Boxnoggin is Very Excited; I think he senses today we’re going to try running again. I’m going to have to switch him to my right side where Miss B usually ran, which means I need to make a sharp division between “walkies time”–he and Miss B on their usual sides–and “running time,” where he’ll be on my right. That will make sure he doesn’t go through me when startled by a bus again. All the scabs from last time seem to have mostly healed; I don’t need a new crop.
At least, that’s the plan. Dogs do not like change, and initially I thought it would be better to just keep him on one side for walkies and running. Patience and coaxing, along with several rounds of “you’re such a good boy,” will mean we probably don’t run far or fast, but that’s all right. We’re going to be doing this together for a long time, we can start slowly.

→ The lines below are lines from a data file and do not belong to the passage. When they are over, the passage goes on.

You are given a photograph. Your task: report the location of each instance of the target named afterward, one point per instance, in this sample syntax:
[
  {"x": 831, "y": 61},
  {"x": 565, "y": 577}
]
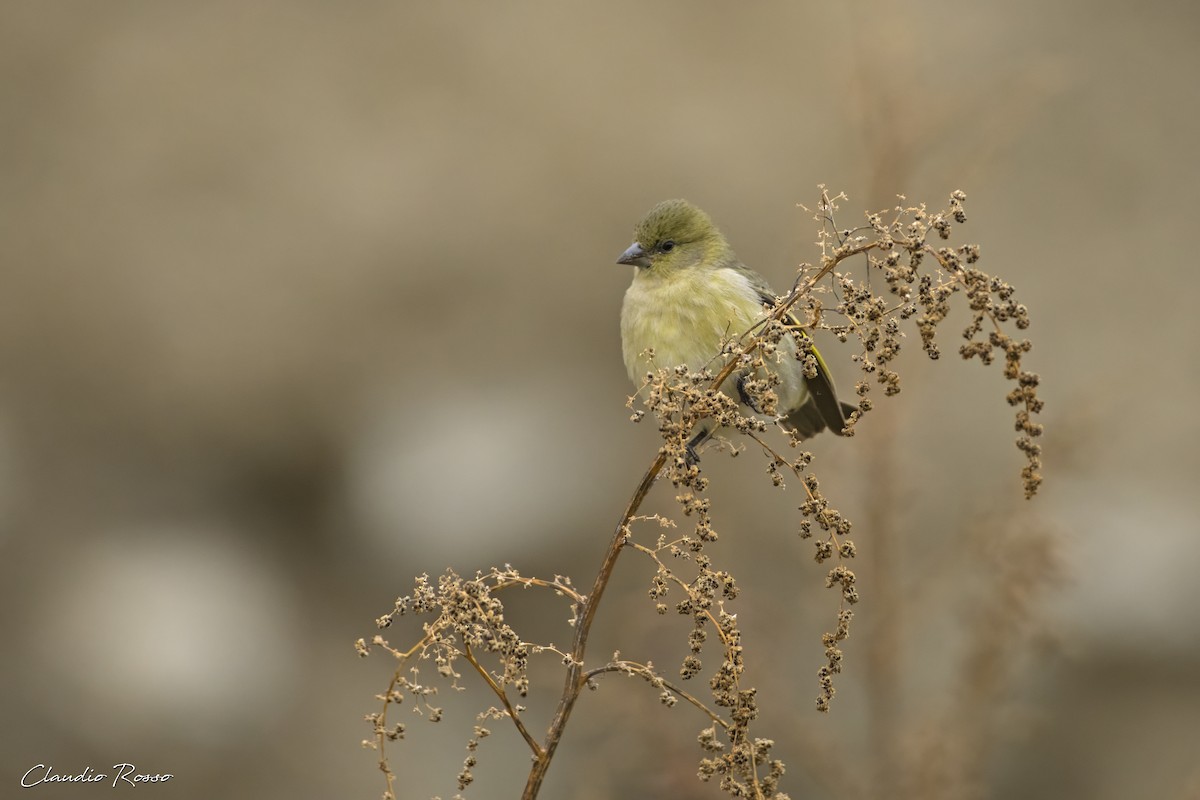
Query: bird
[{"x": 689, "y": 294}]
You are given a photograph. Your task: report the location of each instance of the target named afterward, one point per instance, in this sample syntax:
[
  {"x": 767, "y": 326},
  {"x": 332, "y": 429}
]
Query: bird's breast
[{"x": 684, "y": 318}]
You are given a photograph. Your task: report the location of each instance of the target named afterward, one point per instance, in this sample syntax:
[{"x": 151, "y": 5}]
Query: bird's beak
[{"x": 635, "y": 256}]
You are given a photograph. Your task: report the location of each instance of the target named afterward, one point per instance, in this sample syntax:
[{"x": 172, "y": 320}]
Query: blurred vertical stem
[
  {"x": 883, "y": 645},
  {"x": 575, "y": 677}
]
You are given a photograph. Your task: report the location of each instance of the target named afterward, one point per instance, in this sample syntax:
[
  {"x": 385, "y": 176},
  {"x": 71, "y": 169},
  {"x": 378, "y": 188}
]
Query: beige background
[{"x": 299, "y": 300}]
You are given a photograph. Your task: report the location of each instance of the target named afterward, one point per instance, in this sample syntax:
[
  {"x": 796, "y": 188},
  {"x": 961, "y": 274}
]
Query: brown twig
[{"x": 575, "y": 675}]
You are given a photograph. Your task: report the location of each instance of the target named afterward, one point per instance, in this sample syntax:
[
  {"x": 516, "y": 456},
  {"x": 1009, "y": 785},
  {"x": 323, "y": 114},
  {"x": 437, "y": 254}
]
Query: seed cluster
[{"x": 732, "y": 402}]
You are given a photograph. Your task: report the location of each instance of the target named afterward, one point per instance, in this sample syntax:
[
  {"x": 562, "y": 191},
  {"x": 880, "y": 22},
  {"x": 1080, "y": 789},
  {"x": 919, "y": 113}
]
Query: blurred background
[{"x": 300, "y": 300}]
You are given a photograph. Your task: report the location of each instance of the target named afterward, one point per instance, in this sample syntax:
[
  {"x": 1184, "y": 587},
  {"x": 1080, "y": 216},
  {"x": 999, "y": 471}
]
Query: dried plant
[{"x": 909, "y": 278}]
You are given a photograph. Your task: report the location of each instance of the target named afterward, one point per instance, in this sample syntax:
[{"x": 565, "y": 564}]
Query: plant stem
[{"x": 575, "y": 677}]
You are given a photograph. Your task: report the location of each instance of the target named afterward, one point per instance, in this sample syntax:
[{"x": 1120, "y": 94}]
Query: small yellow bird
[{"x": 689, "y": 293}]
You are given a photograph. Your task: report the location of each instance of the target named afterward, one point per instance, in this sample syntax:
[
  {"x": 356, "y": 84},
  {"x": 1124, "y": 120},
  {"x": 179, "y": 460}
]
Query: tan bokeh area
[{"x": 301, "y": 300}]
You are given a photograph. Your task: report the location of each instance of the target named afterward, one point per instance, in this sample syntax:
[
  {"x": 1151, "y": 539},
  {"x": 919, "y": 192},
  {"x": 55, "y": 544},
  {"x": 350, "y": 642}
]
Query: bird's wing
[{"x": 825, "y": 397}]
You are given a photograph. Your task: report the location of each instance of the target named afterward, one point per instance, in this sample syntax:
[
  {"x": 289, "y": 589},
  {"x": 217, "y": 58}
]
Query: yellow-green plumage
[{"x": 689, "y": 293}]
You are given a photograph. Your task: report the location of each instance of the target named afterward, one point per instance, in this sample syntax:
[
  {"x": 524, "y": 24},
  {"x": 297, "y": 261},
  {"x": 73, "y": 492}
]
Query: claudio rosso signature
[{"x": 121, "y": 774}]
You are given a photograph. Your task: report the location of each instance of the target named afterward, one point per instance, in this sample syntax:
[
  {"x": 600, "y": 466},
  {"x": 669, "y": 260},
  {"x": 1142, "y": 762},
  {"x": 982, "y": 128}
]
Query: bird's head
[{"x": 676, "y": 235}]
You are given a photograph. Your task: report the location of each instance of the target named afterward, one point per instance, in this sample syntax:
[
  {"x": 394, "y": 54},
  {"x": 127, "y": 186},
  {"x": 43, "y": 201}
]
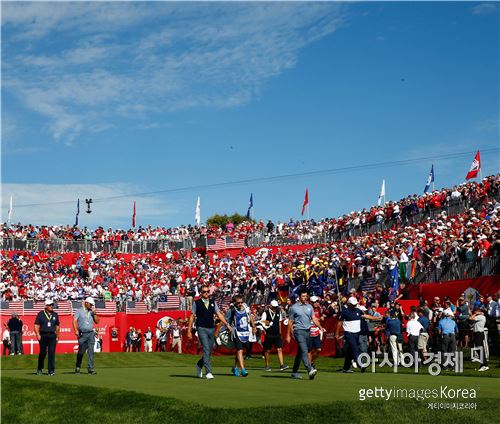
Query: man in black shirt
[
  {"x": 16, "y": 331},
  {"x": 47, "y": 333}
]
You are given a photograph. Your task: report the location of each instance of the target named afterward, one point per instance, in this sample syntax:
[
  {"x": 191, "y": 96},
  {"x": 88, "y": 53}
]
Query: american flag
[
  {"x": 369, "y": 284},
  {"x": 8, "y": 308},
  {"x": 223, "y": 302},
  {"x": 169, "y": 302},
  {"x": 235, "y": 243},
  {"x": 102, "y": 307},
  {"x": 32, "y": 308},
  {"x": 216, "y": 244},
  {"x": 136, "y": 307}
]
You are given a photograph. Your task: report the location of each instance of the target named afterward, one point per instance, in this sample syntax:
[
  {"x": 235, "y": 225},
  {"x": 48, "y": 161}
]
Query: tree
[{"x": 222, "y": 220}]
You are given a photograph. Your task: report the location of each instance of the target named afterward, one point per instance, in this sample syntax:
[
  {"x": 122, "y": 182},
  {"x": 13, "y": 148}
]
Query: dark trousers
[
  {"x": 351, "y": 349},
  {"x": 15, "y": 342},
  {"x": 481, "y": 342},
  {"x": 413, "y": 343},
  {"x": 47, "y": 343},
  {"x": 86, "y": 343},
  {"x": 449, "y": 344},
  {"x": 302, "y": 338},
  {"x": 6, "y": 347}
]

At least burying myself in work to escape from stress means I’m drawing nearer the end of Black God’s Heart. Book One is almost at its crisis point–the ride on a big black horse to a well under a cherry tree, thank you, KT Tunstall–and once the zero is finished it’ll be time to turn all my engines to HOOD‘s Season Three and deciding which serial to do next.
A surfeit of work is better than a paucity, amen.
But first I’ve to finish the coffee (finally), walk the dogs, and brace myself to get through another day. I can already tell it’s going to be a dilly, but at least everything is funny instead of heartbreaking now. If I’m laughing, I’m fine–they’ll probably put that on my urn.
See you ’round, beloveds.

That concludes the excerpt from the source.